One of the most prominent gauges on an automobile’s dashboard is the speedometer. Its primary function is to give a visual indication of a vehicle’s speed in miles or kilometers (or both) per hour. Since the majority of these devices are still analog, they may require speedometer calibration when new tires are installed, major automotive repair work is completed, or it gives incorrect readings on a consistent basis.
When Were Speedometers First Used?
Automobile manufacturers first included Speedometers as standard equipment in 1910 as the need to limit drivers’ speeds started to become an issue in society. Prior to this, they were an expensive option to include with a car and were not widely used. The best known speedometer supplier from this time period was OSA, which first made the devices in 1923 and did not change their primary design for more than six decades.
What Types of Speedometer Are There?
There are two types of speedometers on the market: electronic and mechanical. The first all electronic speedometer appeared on the market in 1993, but the mechanical version is the one most commonly found in automobiles. Most people still refer to mechanical speedometers as the Eddy-Current speedometer, their original name.

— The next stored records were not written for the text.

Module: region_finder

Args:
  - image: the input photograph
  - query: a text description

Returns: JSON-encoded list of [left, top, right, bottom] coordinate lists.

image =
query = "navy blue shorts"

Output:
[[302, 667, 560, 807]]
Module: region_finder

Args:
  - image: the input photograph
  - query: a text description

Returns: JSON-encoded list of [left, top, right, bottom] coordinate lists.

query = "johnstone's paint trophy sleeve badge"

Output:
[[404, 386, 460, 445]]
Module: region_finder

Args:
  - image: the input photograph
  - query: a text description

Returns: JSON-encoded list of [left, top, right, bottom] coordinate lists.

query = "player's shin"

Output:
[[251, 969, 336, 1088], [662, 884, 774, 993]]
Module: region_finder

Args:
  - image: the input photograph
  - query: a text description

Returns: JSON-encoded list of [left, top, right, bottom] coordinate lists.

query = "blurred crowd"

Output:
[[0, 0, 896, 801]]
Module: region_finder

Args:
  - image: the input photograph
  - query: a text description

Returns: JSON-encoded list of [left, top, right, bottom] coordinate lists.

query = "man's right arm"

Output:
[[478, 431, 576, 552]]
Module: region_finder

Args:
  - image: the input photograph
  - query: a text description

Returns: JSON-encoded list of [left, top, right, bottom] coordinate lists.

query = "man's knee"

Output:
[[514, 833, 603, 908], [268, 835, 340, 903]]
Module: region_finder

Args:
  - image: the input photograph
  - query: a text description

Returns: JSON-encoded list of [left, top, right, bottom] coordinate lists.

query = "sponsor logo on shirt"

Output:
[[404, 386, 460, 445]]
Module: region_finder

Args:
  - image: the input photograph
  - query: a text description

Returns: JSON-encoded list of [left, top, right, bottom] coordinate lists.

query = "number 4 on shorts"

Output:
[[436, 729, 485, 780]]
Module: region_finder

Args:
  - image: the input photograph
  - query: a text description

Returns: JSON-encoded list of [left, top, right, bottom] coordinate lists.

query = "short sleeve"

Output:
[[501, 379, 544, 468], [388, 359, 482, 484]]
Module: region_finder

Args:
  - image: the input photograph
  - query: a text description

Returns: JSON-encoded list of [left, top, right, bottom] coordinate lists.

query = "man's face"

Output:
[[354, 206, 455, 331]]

How Does the Eddy-Current Speedometer Work?
Speedometers must be able to measure the rotational speed of automobile’s transmission or wheels and then transmit this information to a gauge or other component. Most speedometers take their measurements from the vehicle’s transmission via the drive cable. The drive cable is made up of a number of coil springs that are wrapped around a mandrel or center wire. The cable can be bent as it is run from the transmission to the main instrument cluster that has a visual display of the speedometer. The spiral gear attaches the drive cable to a permanent magnet that sits in the speed cup. A hairspring attaches the speed cup to the speedometer needle, which the automobile driver can see. As the magnet in the system spins, it creates a rotating magnetic field that acts on the speed cup, creating eddie currents to flow inside of the cup. These currents then create a drag torque that does work on the speed cup, which causes the attached needle to turn in the turning magnetic field’s direction. The speedometer needle comes to rest when the hairspring’s opposing force balances the force that the magnet created. As the automobile’s speed increases or decreases, the magnet rotates faster or slower respectively, and moves the needle accordingly.

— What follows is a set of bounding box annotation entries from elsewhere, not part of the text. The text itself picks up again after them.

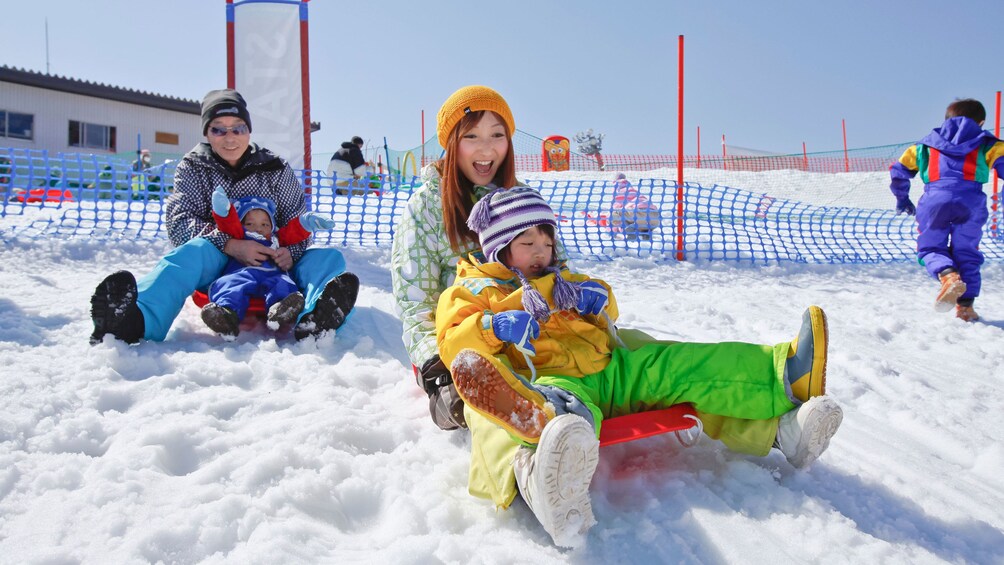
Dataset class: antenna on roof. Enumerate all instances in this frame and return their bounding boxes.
[45,17,49,74]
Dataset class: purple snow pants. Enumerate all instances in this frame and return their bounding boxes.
[917,187,989,298]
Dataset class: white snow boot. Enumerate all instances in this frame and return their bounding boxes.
[774,396,843,469]
[513,413,599,547]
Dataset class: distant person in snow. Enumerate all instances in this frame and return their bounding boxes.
[327,135,372,187]
[610,173,663,240]
[90,89,359,344]
[890,98,1004,322]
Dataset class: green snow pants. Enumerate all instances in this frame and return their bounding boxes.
[464,330,795,508]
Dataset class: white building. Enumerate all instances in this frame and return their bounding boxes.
[0,66,204,160]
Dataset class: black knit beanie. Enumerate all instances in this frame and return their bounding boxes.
[202,88,251,135]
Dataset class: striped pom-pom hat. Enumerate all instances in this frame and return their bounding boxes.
[467,187,558,262]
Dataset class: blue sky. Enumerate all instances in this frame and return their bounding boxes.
[0,0,1004,155]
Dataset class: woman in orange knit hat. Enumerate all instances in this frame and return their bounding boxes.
[391,85,807,549]
[391,85,519,430]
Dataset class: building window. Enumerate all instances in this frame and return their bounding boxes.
[154,131,178,146]
[0,109,35,139]
[69,119,115,152]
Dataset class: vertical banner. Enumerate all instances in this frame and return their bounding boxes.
[227,0,310,169]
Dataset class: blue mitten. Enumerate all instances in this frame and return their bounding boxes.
[533,384,596,430]
[300,212,334,234]
[896,196,917,216]
[492,310,540,355]
[575,281,610,316]
[213,186,230,218]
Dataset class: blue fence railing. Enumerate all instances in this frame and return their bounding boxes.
[0,150,1004,263]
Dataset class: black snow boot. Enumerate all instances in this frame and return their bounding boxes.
[416,355,467,431]
[293,273,359,339]
[90,271,146,345]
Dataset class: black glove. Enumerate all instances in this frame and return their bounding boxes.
[896,196,917,216]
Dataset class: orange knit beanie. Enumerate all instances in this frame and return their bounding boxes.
[436,85,516,148]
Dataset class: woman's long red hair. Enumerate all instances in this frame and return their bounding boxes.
[436,110,516,253]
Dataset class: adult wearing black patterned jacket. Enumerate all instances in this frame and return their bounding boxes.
[90,89,358,343]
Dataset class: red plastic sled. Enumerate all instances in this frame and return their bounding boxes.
[599,404,700,447]
[192,290,265,316]
[14,189,73,204]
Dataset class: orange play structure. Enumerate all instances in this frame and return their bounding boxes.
[540,135,568,171]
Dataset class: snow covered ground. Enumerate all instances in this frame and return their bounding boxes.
[0,173,1004,564]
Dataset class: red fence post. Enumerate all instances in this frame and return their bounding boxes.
[840,118,850,173]
[990,90,1001,237]
[697,125,701,169]
[677,35,684,261]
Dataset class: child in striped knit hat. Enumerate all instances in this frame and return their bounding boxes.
[436,187,842,547]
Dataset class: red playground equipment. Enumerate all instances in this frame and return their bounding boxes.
[540,135,569,171]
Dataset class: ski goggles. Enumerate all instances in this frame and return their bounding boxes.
[209,123,251,137]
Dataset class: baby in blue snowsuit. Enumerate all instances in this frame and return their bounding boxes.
[202,187,334,339]
[890,98,1004,322]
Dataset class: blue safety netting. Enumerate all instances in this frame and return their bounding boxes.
[0,150,1004,263]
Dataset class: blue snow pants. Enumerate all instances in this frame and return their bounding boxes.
[137,238,345,341]
[209,261,299,320]
[917,187,990,298]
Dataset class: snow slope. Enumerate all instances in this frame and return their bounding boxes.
[0,170,1004,564]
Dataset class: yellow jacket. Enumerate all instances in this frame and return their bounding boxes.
[436,252,617,376]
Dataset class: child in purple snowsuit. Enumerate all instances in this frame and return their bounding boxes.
[202,192,333,338]
[890,98,1004,321]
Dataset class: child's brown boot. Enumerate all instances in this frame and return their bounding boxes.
[955,304,980,322]
[935,268,966,312]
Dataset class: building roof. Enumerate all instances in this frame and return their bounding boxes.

How Are Speedometers Calibrated?
A speedometer has to be calibrated in order to ensure that the magnetic field torque accurately reads or displays the speed of the vehicle. It must take into account the gear ratio of the drive cable, diameter of the tires, and drive ratio in the differential. If any of these factors are changed on an automobile, the speedometer must be calibrated. The automobile manufacturer usually calibrates speedometers at the factory, with car owners manipulating the permanent magnet or hairspring (depending on the car model and vehicle modifications) to complete the task. Normally, the easiest way to calibrate the speedometer is to modify the magnetic field’s strength, which requires an electromagnet to adjust to match the input from the device’s drive cable.